Ele disse que chegou a se questionar sobre o que faria à frente da 13ª Vara Federal de Curitiba, já que tudo e todos pareciam endossar as ações à margem da lei que até então vinham sendo encampadas. Mas manteve a convicção, mesmo sendo questionado por uma série de fatores.
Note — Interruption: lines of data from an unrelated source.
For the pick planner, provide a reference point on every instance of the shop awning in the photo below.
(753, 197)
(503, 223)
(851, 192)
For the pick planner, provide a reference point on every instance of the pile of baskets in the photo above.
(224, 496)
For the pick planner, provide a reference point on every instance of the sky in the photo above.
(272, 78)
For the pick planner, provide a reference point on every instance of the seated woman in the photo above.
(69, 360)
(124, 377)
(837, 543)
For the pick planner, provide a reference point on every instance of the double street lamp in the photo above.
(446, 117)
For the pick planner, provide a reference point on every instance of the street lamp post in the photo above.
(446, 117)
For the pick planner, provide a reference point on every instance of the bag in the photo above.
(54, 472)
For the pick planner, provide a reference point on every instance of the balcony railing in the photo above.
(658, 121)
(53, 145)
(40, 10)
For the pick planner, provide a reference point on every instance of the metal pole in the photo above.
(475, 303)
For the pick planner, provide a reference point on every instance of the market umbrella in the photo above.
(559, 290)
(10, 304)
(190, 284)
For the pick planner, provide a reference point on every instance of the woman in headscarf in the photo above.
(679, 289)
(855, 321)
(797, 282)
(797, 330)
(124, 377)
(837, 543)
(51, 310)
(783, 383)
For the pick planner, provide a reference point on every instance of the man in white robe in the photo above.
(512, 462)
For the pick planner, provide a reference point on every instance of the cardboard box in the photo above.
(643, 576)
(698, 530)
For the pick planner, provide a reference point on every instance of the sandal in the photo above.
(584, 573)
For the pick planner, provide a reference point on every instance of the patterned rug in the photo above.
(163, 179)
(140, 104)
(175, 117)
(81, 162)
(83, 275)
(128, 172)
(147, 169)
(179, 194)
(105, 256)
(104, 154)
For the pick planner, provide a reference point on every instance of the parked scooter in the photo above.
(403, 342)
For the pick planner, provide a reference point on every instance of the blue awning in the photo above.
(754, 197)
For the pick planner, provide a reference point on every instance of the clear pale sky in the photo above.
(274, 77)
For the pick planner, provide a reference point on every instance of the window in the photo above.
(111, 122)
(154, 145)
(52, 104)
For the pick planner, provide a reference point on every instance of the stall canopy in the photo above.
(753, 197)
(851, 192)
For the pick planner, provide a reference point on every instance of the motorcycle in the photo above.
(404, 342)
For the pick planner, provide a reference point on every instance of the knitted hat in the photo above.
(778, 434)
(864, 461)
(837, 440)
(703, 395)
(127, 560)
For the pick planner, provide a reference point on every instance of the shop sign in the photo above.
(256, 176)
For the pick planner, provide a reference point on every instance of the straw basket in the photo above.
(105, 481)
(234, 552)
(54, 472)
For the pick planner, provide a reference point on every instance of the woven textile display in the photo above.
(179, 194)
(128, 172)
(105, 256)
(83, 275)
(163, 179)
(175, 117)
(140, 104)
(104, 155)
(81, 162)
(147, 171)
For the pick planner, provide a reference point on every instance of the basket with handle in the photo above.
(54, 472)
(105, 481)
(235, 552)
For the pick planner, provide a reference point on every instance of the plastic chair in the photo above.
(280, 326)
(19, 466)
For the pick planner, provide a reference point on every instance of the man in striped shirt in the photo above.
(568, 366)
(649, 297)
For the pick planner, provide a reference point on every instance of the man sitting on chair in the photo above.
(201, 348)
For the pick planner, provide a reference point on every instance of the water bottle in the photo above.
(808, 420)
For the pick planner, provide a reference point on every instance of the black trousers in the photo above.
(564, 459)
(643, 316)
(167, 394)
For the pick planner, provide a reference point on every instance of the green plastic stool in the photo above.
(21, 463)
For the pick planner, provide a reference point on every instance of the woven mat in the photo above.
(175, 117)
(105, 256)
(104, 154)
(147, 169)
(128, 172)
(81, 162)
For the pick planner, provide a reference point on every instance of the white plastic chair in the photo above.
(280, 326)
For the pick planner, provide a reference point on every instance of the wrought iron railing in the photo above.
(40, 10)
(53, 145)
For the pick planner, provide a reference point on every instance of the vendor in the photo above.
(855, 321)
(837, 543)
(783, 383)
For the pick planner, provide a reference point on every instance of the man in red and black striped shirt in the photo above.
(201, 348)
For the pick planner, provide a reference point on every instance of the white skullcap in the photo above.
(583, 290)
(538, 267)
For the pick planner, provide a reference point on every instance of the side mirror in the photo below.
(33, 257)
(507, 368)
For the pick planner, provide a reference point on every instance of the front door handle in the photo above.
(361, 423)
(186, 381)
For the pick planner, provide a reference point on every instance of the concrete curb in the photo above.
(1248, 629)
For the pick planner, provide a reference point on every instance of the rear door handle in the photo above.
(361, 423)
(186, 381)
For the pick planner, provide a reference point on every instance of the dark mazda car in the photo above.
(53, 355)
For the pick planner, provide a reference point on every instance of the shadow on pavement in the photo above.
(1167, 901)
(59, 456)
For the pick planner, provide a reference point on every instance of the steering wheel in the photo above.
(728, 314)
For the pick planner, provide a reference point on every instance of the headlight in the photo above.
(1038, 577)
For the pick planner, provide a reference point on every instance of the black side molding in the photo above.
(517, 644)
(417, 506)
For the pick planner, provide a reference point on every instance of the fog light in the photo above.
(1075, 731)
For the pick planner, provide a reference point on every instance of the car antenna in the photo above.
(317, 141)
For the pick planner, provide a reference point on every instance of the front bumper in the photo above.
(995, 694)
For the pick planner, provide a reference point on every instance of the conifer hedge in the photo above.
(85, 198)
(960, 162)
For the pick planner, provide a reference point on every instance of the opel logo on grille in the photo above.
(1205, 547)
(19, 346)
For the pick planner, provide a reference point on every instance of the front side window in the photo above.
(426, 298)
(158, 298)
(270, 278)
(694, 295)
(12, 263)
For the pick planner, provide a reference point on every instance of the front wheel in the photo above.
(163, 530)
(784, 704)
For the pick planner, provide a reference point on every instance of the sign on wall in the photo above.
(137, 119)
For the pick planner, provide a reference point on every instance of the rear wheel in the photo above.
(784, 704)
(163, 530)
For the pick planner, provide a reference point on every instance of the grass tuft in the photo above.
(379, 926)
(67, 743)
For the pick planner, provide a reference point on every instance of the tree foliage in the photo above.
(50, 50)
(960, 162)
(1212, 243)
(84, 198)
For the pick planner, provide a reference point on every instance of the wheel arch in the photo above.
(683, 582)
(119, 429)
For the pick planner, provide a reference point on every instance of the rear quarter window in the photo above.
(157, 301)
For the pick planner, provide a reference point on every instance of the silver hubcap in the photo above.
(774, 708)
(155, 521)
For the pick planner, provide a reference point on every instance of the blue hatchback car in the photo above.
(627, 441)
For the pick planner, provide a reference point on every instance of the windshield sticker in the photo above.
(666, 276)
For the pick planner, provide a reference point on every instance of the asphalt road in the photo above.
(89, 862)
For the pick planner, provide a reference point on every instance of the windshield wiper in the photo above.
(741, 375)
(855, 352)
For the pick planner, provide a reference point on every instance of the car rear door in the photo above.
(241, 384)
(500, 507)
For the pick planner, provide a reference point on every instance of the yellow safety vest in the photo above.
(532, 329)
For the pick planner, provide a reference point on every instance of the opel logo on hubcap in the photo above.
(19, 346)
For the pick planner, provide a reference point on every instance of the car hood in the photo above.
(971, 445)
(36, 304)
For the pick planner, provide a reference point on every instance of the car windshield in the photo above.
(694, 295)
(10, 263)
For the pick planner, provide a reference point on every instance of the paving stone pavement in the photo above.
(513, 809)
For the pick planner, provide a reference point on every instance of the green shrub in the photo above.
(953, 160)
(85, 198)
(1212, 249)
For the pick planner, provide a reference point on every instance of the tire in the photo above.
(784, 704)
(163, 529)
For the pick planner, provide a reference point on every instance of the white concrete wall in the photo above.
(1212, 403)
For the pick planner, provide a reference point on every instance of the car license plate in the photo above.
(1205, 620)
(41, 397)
“Eu nunca tive essa dúvida, de pensar ‘poxa, mas será que eu tô fazendo a coisa certa’? Eu tinha convicção plena de que estava fazendo a coisa certa em apurar essas legalidades, na medida em que eu não cheguei lá com o sentido de investigar, não cheguei na vara com o sentido de fazer um pente fino, mas simplesmente fazer o meu trabalho. E as pessoas leram uma entrevista minha na Folha de S. Paulo, se não me engano, fazendo críticas à Lava Jato, em que eu termino a matéria, a entrevista, dizendo o seguinte: ‘olha, eu sinto que você segue o lado certo da história’ e isso pegou forte, tanto no tribunal quanto nos colegas aqui, que de alguma forma, direta ou indireta, participaram dessa grande conspiração que culminou com a questão das eleições de 2018, com Lula preso e Bolsonaro eleito, e eles sabiam que eu, de fato, não anuía com esses métodos e muito menos com uma prisão política, como aconteceu em 2018 com o presidente Lula. Então, a questão central é essa, todo mundo contra e eu convicto de que estava fazendo a coisa certa... E dou essa entrevista e aí, na medida que eu dou a entrevista, vários advogados de partido dizem ‘opa, entrou um juiz novo aí na parada e esse cara, nós podemos encaminhar as denúncias todas que aconteceram de muitas ilegalidades em envolvendo a Lava Jato’...”, explanou Appio.